One objection to the rising R&D argument is that China has not observed an improvement in R&D efficiency during this time. If R&D efficiency is understood as the relationship between R&D spending and new product sales revenue, China’s high-tech R&D efficiency has experienced constant returns to scale. This relationship indicates that China has not substantially improved its innovative capacity, but it fails to show the full story of Chinese innovation. This is because most of China’s R&D activity is targeted towards developing new products and technologies rather than producing existing products more efficiently.

Two other indicators of innovation—patent applications and scientific publications—also indicate the rise in China’s innovative capacity. Between 2009 and 2018, the number of annual domestic patent applications increased by over 500 percent.
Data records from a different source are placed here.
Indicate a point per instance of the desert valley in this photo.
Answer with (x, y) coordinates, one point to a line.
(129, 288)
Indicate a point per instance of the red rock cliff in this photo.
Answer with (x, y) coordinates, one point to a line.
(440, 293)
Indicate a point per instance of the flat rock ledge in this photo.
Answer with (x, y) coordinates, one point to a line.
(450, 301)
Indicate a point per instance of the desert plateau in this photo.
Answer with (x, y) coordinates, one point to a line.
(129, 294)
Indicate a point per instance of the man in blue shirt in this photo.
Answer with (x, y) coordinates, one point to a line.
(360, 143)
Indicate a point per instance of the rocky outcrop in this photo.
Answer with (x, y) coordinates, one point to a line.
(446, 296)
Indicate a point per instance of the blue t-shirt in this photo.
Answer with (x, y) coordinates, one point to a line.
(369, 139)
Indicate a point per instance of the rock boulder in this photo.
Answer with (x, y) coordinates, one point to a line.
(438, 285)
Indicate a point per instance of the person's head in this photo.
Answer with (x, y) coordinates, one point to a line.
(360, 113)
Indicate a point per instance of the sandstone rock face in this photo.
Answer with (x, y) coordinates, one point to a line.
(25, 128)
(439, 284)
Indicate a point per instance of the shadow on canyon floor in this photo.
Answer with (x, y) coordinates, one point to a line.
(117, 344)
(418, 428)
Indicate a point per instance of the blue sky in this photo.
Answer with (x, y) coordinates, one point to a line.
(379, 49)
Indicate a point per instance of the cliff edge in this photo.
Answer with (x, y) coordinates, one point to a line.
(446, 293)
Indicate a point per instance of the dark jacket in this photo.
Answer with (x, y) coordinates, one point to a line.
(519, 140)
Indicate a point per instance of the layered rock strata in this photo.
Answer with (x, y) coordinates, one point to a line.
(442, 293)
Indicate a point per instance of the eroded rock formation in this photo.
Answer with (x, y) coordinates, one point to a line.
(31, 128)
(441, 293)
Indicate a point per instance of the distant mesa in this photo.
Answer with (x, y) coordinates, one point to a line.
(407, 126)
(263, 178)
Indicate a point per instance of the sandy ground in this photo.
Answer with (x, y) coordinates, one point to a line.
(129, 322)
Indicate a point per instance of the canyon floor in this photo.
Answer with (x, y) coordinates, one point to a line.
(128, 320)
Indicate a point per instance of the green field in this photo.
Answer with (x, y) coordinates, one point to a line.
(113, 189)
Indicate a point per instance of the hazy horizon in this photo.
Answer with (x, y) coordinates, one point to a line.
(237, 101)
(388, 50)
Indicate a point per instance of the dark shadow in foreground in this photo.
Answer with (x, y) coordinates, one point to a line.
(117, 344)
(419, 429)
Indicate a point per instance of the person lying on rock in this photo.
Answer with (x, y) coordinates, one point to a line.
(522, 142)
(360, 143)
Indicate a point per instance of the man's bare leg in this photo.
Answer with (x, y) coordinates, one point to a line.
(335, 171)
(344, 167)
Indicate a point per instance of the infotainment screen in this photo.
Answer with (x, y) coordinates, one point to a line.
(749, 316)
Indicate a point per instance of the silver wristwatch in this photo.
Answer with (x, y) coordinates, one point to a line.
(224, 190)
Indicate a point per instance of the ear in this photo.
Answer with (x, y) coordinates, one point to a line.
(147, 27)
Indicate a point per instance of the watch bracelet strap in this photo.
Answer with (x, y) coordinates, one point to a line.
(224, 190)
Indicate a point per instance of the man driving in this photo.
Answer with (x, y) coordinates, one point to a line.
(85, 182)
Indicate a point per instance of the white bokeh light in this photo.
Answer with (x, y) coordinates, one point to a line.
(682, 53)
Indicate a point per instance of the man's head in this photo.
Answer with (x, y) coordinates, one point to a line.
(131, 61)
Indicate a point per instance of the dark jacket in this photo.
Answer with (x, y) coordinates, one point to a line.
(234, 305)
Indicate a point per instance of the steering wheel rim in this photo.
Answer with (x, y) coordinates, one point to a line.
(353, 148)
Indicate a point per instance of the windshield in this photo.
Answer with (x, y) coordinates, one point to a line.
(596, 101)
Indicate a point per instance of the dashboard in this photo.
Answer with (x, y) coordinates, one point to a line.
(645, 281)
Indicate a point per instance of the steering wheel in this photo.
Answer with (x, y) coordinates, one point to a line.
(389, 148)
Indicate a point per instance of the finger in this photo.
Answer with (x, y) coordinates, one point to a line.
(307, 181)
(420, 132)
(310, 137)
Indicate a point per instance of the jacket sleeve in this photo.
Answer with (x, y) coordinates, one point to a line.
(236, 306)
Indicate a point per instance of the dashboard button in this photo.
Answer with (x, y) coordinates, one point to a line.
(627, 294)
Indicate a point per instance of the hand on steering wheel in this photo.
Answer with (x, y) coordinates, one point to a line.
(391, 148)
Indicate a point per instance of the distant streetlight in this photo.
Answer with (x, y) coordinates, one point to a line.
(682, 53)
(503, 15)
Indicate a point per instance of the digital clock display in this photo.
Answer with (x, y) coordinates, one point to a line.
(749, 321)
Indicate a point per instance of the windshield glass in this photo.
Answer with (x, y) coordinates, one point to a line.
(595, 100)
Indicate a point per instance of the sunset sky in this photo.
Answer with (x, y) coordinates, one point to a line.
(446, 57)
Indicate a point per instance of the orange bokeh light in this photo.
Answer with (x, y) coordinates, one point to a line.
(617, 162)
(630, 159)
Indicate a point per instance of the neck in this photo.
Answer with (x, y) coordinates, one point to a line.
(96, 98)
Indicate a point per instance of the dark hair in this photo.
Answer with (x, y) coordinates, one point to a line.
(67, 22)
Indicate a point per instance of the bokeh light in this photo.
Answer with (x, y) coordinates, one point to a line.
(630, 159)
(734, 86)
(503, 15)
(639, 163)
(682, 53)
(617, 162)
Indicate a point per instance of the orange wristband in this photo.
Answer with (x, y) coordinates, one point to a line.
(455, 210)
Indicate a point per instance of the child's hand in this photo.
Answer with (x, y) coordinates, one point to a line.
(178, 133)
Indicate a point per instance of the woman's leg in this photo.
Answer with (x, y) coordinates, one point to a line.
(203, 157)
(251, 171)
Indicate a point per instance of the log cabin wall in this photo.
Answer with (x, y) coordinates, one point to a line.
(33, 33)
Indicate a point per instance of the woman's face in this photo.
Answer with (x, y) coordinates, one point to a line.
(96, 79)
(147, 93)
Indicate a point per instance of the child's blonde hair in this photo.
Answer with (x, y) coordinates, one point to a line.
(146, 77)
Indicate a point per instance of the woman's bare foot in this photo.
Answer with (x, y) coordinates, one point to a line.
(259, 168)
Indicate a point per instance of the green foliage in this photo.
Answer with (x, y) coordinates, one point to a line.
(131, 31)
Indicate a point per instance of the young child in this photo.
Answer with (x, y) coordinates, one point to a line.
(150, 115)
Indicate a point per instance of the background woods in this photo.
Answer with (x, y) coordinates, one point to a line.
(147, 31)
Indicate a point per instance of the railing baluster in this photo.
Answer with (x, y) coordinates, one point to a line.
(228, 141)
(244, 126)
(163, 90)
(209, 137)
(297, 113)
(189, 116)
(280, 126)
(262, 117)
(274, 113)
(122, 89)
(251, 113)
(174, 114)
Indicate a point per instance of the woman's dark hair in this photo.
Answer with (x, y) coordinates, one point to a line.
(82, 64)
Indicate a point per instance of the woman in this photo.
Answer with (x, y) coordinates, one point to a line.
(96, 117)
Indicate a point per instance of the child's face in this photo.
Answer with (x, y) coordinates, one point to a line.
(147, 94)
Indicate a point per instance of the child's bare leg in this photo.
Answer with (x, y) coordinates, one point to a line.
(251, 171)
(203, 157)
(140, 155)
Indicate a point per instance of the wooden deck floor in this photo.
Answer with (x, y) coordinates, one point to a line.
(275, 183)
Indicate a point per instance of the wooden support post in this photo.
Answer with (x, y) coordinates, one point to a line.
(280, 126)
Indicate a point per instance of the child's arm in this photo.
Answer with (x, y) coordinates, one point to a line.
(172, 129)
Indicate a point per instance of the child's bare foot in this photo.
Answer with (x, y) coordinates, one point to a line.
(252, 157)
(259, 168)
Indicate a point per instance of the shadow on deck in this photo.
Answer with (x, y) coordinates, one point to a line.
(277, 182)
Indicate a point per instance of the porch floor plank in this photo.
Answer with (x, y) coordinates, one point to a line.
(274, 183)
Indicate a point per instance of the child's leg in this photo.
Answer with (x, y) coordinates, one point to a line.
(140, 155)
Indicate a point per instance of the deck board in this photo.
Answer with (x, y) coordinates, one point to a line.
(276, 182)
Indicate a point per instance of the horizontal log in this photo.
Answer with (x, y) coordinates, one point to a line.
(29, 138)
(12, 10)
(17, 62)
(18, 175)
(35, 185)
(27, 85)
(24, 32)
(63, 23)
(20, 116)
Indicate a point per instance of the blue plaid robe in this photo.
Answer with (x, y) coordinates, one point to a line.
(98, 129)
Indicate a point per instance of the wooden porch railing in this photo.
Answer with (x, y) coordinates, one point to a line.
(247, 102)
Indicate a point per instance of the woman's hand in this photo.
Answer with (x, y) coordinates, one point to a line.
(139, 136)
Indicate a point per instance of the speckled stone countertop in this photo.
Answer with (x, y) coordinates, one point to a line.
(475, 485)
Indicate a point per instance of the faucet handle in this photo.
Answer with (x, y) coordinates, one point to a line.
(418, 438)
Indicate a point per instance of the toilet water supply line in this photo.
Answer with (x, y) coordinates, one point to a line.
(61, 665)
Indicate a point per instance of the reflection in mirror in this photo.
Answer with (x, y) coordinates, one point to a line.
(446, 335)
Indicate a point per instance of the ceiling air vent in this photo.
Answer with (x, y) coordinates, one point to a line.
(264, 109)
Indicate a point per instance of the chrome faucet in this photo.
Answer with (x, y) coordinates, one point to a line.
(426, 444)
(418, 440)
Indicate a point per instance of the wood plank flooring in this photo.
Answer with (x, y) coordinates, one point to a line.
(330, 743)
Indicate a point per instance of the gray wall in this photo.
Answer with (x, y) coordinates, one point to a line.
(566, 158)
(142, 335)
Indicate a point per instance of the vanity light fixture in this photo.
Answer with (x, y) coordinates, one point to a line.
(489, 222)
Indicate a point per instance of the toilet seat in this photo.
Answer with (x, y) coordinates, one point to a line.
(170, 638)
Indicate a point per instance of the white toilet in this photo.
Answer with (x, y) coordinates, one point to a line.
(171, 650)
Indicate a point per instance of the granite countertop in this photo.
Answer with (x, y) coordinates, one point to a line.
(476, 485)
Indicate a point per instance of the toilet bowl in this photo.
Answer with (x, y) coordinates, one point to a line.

In comparison, US domestic-origin patent applications increased by 27 percent during the same period. Although many factors such as population, regulation, and the general business landscape influence the number of patent applications, this comparison illustrates how dramatically China has ramped up its innovative capacity.

When it comes to scientific publications, China is on par with the United States in many fields and even surpasses the US in engineering and computer science publications. In 2013, China produced about 35 percent of global engineering publications and 21 percent of global computer science publications. This selective dominance is not by accident. Engineering and computer science are critical to the investment strategies outlined in the Made in China 2025 plan. 

In recent decades, China has created a fertile ecosystem for innovation. While it still depends on high-tech imports, the Made in China 2025 plan is an unprecedented national effort to galvanize China’s innovative capacity and harness it in high-tech industries. 

It would be foolish to characterize these developments as simply part of a “catch-up” scheme. The rise in the number of Chinese patents and their dominance in specific scientific papers are critical efforts to position themselves as premier innovators in the coming industrial era. Absent a concentrated effort by the United States to match China’s pace, it is highly likely that China will become the world’s leading innovator.